«A Bailarina foi publicada, sob pseudónimo no Jornal A Huila (Lubango antiga Sá da Bandeira) 1956? 1957?
Também para o Henrique, no inicio de um projecto surgia um período de incerteza - será que vou ser capaz? Dúvida fugaz, transitória. No horizonte - a tarefa que se desenhava, a concretização da utopia sonhada, a entrega total. Como a bailarina."
A Bailarina
Em poética silhueta do poente, ela entra no palco desconhecido, pisando de mansinho o tablado, enquanto, a medo, a esbelta figura se requebra em passos de harmonia.
Ofuscada pela luz de focos encerrados em câmara escura, a bailarina ergue-se na ponta dos pés pequeninos, e calca o chão em rodopio delicado e saltitante, airosamente recortada, na trágica alegria do momento, pela veste de tule branco, debruado a lantejoulas.
Receosa, o busto arfando em palpitação subtil, ela olha o público mordaz que a fixa em silêncio reprovador de juiz; e os pés, atropelam-se grotescamente em precipitação atabalhoada, que arranca murmúrios abafados de pateada.
Desdobrado, sobreposto em « onduleio» de serra, o divinal corpo de mulher agacha-se lentamente, até beijar o soalho iluminado da ribalta silenciosa.

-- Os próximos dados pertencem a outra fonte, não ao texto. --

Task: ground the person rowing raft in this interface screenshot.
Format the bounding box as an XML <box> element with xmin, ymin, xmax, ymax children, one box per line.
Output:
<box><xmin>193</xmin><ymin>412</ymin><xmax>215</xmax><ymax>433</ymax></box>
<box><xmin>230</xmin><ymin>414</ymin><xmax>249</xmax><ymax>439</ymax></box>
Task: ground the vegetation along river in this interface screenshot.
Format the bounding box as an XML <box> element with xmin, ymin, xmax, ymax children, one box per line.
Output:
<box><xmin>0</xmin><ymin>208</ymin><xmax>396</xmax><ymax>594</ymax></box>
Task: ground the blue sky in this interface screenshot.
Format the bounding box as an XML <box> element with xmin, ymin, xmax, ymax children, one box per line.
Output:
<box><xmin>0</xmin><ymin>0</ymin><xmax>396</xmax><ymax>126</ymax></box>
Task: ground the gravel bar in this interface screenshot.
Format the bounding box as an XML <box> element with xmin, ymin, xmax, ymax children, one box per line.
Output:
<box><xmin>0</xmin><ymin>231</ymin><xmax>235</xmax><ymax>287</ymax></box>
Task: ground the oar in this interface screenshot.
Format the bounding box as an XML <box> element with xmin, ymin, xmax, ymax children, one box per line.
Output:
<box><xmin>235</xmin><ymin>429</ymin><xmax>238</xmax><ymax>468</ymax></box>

E a bailarina chora…Estática, braços rígidos, sem o calor da excitação, sente as lágrimas borrarem-lhe o traço preto da maquilhagem…Olhos sem vida na plateia de cabeças poisadas com apatia, ouve a suave sinfonia do ballet tocado por figuras de traje negro, que lhe lembram espectros ridículos em desafinamento. Envergonhada, precoce timidez reflectida no peito receoso, agarra nervosamente o modesto crucifixo de ferro e os lábios sussurram uma oração que há muito ela houvera desprezado: «Ave-Maria, cheia de graça»…
E as ondas dos projectores varrem em turbilhão o palco longínquo, cenário irreal de pureza, onde cresce o feto da inocência de um mundo diferente, paraíso da música que ela quer dançar. Livram-se os pés da imagem da emoção, cavalgam em marcha sem horizontes, descontraídos e indomáveis no rodopio desvairado do espectáculo. E a bailarina baila…
Estranha deusa nimbada pela louca alucinação dos acordes, os braços voam em contorções orientais, meneiam-se e afagam suplicas, acariciam o rosto de alguém que já não volta, saracoteiam-se em traços vincados de fascinação; e arfando em viravoltas desprendidas, a bailarina corre o estrado de ponta a ponta, desenhando na maneira empoeirada dos bastidores, exóticas figuras para o desconhecido, que só ela entende no grácil delinear do seu vestido.
E para ela não há terra nem céus, nem cor e luz, nem recordações de um vulto de homem que não esquece: só se avoluma o ritmo inconsciente do fascínio, que fica a perdurar no mavioso bater das notas do piano, enquanto braços, pernas, e a sombra do próprio corpo, arrancam o véu tirano de destino para dançarem até ao fim…
Incendiada no fogo vivo da sua musica, o corpo cansado contorce-se dolorosamente no último suspiro do ballet. E na reverência sonolenta do acabar, a bailarina ajoelha, comovida.
Em vagalhão clamoroso, a plateia aplaude de pé, freneticamente... E na ribalta, atapetada por flores brancas de ventura, jazem, da endiabrada bailarina, as duas sapatilhas de veludo.